Did the pilot make a wrong turn? Am I in Syria or Iran? What has happened to the State of Israel, the so-called “only democracy in the Mideast?” I’m new here so I have mostly questions. At the moment, I don’t want to stay long enough to discover the answers.
YISRAEL KASHKIN
Beit Shemesh
Speak loudly
Finally, a non-parliamentary group is speaking loudly out against our enemies inside Israel, who are defaming, and blacklisting our soldiers and our country for a handful of dollars, granted them by their misguided donors (“Im Tirtzu to NIF donors: Demand end to support for defamation of Israel,” December 20).

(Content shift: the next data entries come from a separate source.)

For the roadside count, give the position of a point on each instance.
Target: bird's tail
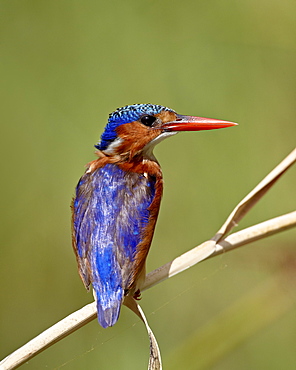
(108, 307)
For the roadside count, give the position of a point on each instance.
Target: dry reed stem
(217, 245)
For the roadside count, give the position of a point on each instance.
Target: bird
(117, 200)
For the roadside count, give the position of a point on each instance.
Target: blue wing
(110, 213)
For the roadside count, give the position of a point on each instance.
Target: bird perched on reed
(117, 200)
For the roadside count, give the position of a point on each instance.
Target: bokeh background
(65, 65)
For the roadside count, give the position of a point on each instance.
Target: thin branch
(218, 244)
(86, 314)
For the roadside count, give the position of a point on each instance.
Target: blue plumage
(111, 210)
(117, 202)
(123, 115)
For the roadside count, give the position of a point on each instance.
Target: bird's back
(112, 212)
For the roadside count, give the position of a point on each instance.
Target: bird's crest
(127, 114)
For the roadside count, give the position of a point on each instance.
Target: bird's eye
(148, 120)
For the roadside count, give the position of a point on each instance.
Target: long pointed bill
(191, 123)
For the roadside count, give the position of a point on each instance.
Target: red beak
(191, 123)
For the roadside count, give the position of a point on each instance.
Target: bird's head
(136, 129)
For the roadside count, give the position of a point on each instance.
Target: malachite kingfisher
(117, 200)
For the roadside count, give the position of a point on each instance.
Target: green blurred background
(65, 65)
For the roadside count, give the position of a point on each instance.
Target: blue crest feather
(129, 113)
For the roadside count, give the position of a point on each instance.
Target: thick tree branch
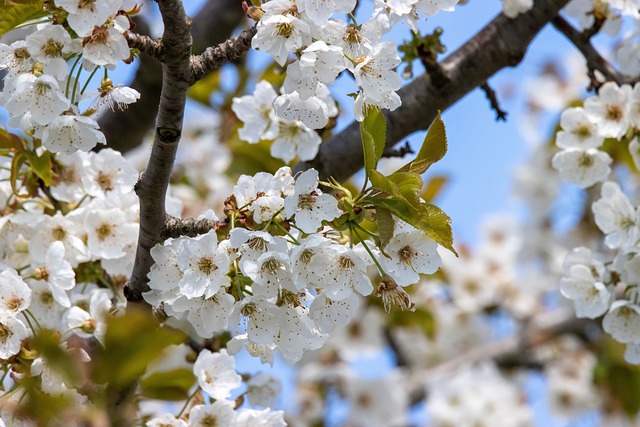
(152, 186)
(214, 57)
(502, 43)
(212, 25)
(595, 62)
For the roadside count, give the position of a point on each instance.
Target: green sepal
(168, 385)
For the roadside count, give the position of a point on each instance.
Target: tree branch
(212, 25)
(513, 351)
(595, 62)
(153, 184)
(493, 101)
(176, 227)
(214, 57)
(502, 43)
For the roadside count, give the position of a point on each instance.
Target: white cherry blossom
(610, 109)
(15, 295)
(295, 139)
(411, 254)
(12, 331)
(204, 267)
(39, 96)
(220, 413)
(623, 321)
(216, 373)
(616, 217)
(256, 111)
(590, 296)
(85, 14)
(58, 273)
(375, 73)
(309, 205)
(582, 167)
(69, 133)
(578, 130)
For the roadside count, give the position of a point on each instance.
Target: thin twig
(214, 57)
(595, 62)
(493, 101)
(190, 227)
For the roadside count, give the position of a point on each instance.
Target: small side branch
(215, 57)
(595, 62)
(144, 44)
(190, 227)
(493, 101)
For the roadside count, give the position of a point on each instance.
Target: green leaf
(385, 222)
(131, 342)
(17, 12)
(398, 207)
(373, 131)
(433, 187)
(409, 185)
(168, 385)
(16, 163)
(625, 383)
(439, 226)
(383, 183)
(434, 147)
(41, 166)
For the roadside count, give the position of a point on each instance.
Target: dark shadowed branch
(502, 43)
(213, 24)
(595, 62)
(152, 186)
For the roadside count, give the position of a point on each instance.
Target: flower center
(206, 265)
(58, 233)
(104, 231)
(614, 112)
(52, 48)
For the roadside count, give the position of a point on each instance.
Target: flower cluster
(275, 275)
(42, 92)
(612, 113)
(600, 284)
(324, 46)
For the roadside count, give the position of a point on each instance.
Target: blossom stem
(73, 67)
(89, 79)
(287, 232)
(186, 403)
(375, 261)
(29, 321)
(75, 86)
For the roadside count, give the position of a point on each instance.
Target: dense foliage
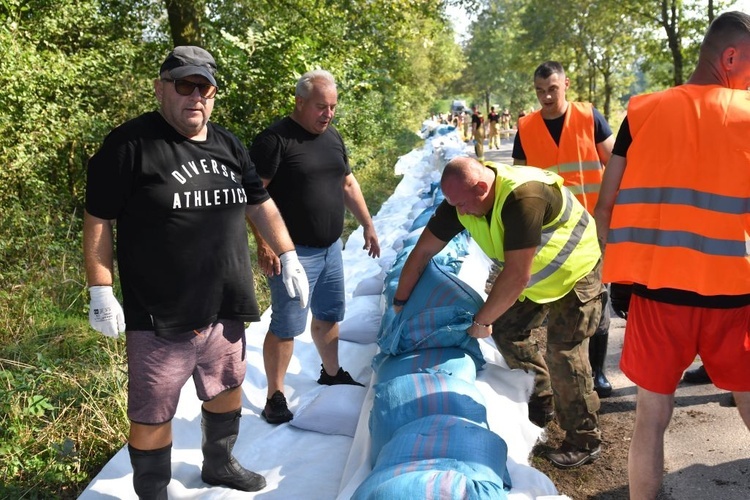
(71, 70)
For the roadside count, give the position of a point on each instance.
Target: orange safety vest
(575, 159)
(682, 215)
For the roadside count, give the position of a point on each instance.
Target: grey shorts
(158, 367)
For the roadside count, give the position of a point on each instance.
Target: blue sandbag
(451, 360)
(439, 311)
(448, 436)
(438, 479)
(409, 397)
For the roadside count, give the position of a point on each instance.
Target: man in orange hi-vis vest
(673, 214)
(575, 141)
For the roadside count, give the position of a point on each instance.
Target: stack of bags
(428, 425)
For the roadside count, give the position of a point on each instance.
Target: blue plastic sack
(439, 311)
(409, 397)
(451, 360)
(448, 436)
(440, 478)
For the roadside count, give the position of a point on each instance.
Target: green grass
(63, 386)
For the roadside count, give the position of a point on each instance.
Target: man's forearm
(98, 250)
(267, 223)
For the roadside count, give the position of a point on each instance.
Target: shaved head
(727, 30)
(468, 185)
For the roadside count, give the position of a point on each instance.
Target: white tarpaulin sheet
(305, 464)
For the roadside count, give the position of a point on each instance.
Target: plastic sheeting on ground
(308, 464)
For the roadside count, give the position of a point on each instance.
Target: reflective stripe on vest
(568, 250)
(574, 239)
(575, 159)
(682, 215)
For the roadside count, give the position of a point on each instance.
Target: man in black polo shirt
(304, 166)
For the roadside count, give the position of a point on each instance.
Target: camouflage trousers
(563, 372)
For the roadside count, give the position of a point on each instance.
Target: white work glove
(294, 277)
(105, 313)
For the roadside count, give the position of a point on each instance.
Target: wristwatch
(483, 325)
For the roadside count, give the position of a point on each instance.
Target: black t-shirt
(525, 211)
(182, 248)
(306, 173)
(602, 131)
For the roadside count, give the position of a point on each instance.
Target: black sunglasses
(186, 87)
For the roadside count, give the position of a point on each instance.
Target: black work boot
(597, 356)
(220, 468)
(541, 410)
(569, 456)
(152, 471)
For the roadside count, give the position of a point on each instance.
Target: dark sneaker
(569, 456)
(696, 376)
(276, 410)
(341, 378)
(541, 411)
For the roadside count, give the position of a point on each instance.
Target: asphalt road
(707, 446)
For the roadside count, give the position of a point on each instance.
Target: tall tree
(186, 18)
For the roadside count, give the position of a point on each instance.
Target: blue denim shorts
(325, 274)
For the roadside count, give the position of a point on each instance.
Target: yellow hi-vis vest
(569, 249)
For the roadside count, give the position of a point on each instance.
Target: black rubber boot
(597, 356)
(220, 468)
(152, 471)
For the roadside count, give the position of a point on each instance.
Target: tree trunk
(185, 18)
(671, 26)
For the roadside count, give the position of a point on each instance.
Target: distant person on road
(505, 123)
(304, 165)
(477, 131)
(573, 140)
(494, 119)
(673, 214)
(179, 188)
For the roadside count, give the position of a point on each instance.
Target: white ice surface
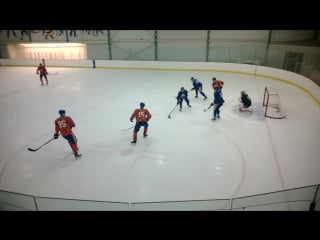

Israel is the only democracy in the Middle East, exemplary by all Western standards. These self-haters of the New Israel Fund cannot forgive their mothers – that they have been born in a womb of a Jewish mother. Therefore, this intrinsic hate of the Jewish State of Israel will accompany them until the end of their days into their graves.
SHLOMO FELDMANN
Givatayim
A mugged liberal
Gershon Baskin is starting to sound like the classic definition of a conservative: a liberal who’s been mugged. In his case, he has been mugged by the reality of the situation here that has moved him to the recognition that the non-existence of peace is not all Israel’s fault (“Yes, it is difficult to make peace,” Encountering Peace, December 24).
For that he should be congratulated.
But there is still a profound problem with his thinking. First of all, the fact that there are two peoples here doesn’t necessarily mean there that there should be two states. Statehood is qualitatively much more than just being present.
Second, his analogy of the multi-cultural party he attended as the microcosm of the peace he envisions is misplaced. There was no ill feeling there because the price of admission was comity and acceptance.
Which brings us to the real point, and the real error in his thinking. It is not a peace agreement that will be the precedent to peace. It’s the opposite. It’s a fundamental peacefulness, a mutual acceptance, a mutual recognition of the right of those two peoples to exist, each as we choose to, much like existed at his party, that is the essential pre-condition for peace.
Until that situation exists, peace will not be difficult to make; it will be, by definition, impossible.